Four women who’ve carried the title “First Lady” talked about their experiences this past week during two separate events in Iowa. Laura Bush, the First Lady of the United States, spoke at a fundraiser in Des Moines on Thursday and told the crowd she wasn’t the sort who sought the spotlight.
“When your spouse is in politics, you’re involved whether you want to be or not,” Mrs. Bush said. “It makes a huge difference for the candidate and the office-holder if his family supports him and if they stay with him and stand with him.” Three women who’ve stood by the state’s past three governors gathered Wednesday afternoon at Terrace Hill, the governor’s mansion, and talked about their experiences as First Lady.
Former Iowa First Lady Chris Branstad was 30 when her husband was elected in 1982 and she had two young children. A third child was born the next year. “My first goal was to make sure that my children grew up normal…I mean, I drove carpool,” Mrs. Branstad said. “As they got older, it got a little bit easier.” Former Iowa First Lady Billie Ray said she decided when her husband was elected governor in 1968 that she would try to give her teenage girls as normal a childhood as possible. “I went nearly always with Bob if I could,” Mrs.

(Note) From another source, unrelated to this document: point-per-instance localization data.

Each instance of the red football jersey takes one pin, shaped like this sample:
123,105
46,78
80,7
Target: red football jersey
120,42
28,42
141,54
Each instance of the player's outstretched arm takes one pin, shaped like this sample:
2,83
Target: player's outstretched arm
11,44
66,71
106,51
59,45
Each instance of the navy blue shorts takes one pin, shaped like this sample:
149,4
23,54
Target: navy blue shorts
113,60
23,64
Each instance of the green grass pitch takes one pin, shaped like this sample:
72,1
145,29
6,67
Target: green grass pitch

Ray said. “But I said the girls came first and if they had some function, then I stayed for that.”
Current Iowa First Lady Christie Vilsack’s experience in the governor’s mansion has been different because one of her sons was in college and the other was nearly done with high school when her husband was elected in 1998. “Doug was a senior in high school when (her husband was inaugurated as governor in January, 1999) and I literally left him at home in Mount Pleasant with family and friends and came to Des Moines and went back and forth between the two places for that semester,” Mrs. Vilsack said. “I found the answer to empty nest syndrome and that is that I left my empty nest and started a whole new life here.”
Mrs. Vilsack said the three First Ladies would offer whatever advice the next First Lady might want from them. “When people say ‘Well, what do First Ladies do anyway?’ I say ‘Whatever they want because we’re not elected and we’re not paid,'” Mrs. Vilsack said. “I will defend, and I’m sure these two will as well, the choice that the next First Lady makes, whatever those choices are, we will defend them because we’ve all found ourselves here in different circumstances.”
Mari Culver, the wife of Democratic gubernatorial candidate Chet Culver, is a lawyer and Karen Nussle, the wife of Republican gubernatorial candidate Jim Nussle, is a college professor. Chris Branstad put it this way. “First Ladies definitely are in a club all of our own,” Chris Branstad said. “I’m just glad that I could have been part of that.”